Stronger questioning techniques has always been an area of needed growth – I have improved through the years – but in order to be my best – it requires me to be very intentional. I understood the idea behind wait time – but when I read A Student’s Perspective of Classroom Culture – how no wait time and allowing callouts from a handful of students is frustrating for the student who wants to be engaged and learn. It reminded me of times I had the same experiences – when I was trying to think, wanted to answer, but someone else was calling out the answer before I could even get my thoughts together – and the teacher moved on…
This past week at my KLN (Kentucky Leadership Network) meeting – we were given a modified pair-share as we participated in our book study of Mathematics Formative Assessments – 75 Practical Strategies for Linking Assessment, Instruction and Learning (Keely, Tobey 2011). I was in a group assigned to #72 Wait Time Variations found on page 212. Ok, I thought, I know I need to pause 3-5 seconds following a question before calling on a student…as I began to read my assigned reading.
The first line referred to Wait Time as “The Miracle Pause,” (Walsh & Sattes, 2005). Rowe found in her research:
“teachers tend to leave no more than one second of silence before addressing an unanswered question or asking someone to answer it. When teachers increase their Wait Time to at least 3 seconds, class participation increases, answers are more detailed, complex thinking increases and science achievement scores increase significantly. Wait Time II involves the interval between when a student answers a question and the teacher responds.”
Wait Time II grabbed my attention…something, I’m not sure I’ve ever done consciously. As I read more – the authors encouraged to use a 3-5 second pause AFTER the student answers and before you respond to their answer – this allows both the student and the class to think about the response… GREAT. IDEA. Makes so much sense – seems so simple – so why haven’t I thought about it before? I know I’ve repeated a student response and paused – but I believe this will have a positive affect in my classroom.
This Formative Assessment Classroom Technique (FACT) “informs instruction because it encourages longer, richer answers, the teacher gains a better sense of what the students know and the reasoning they use to formulate their ideas. Practicing Wait Time increases the sample from which teachers can gain information about the progress of learning in the class.”
On page 214, the following effects on teacher practice have been attributed to Wait Time:
- teacher responses are more thoughtful, tend to keep the discussion focused and ongoing.

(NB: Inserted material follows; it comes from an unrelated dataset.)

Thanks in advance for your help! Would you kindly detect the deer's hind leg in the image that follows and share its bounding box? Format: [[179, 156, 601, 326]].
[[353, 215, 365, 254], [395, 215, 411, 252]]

- the quality of teacher feedback improves
- teachers ask fewer questions – the questions asked require increase in cognitive demand
- more is expected from previously nonparticipating students
In many cases, students are used to rapid-fire questioning (the one who answers fastest, must be the smartest). Its important when beginning your growth focused on wait time – to explain to students “WHY” wait time is used and the reason for your long pauses. When they understand the why, the long pauses will not be uncomfortable or as one of my students phrased “awkward.” There is a suggested Wait Time Poster found on page 215 – definitely worth a look. It, like many classroom routines, will need to be practiced before it becomes the norm. Don’t give up…
Each FACT is organized with
- How the FACT supports student learning
- How the FACT informs instruction
- Design & Administration
- General Implementation Attributes
- Use with Other Disciplines
Whether I find new strategies in this book or names for simple things I’ve done for years – I feel it will be a valuable resource for improving my classroom strategies – providing new ideas or great reminders of “Practical Strategies for Linking Assessment, Instruction and Learning.”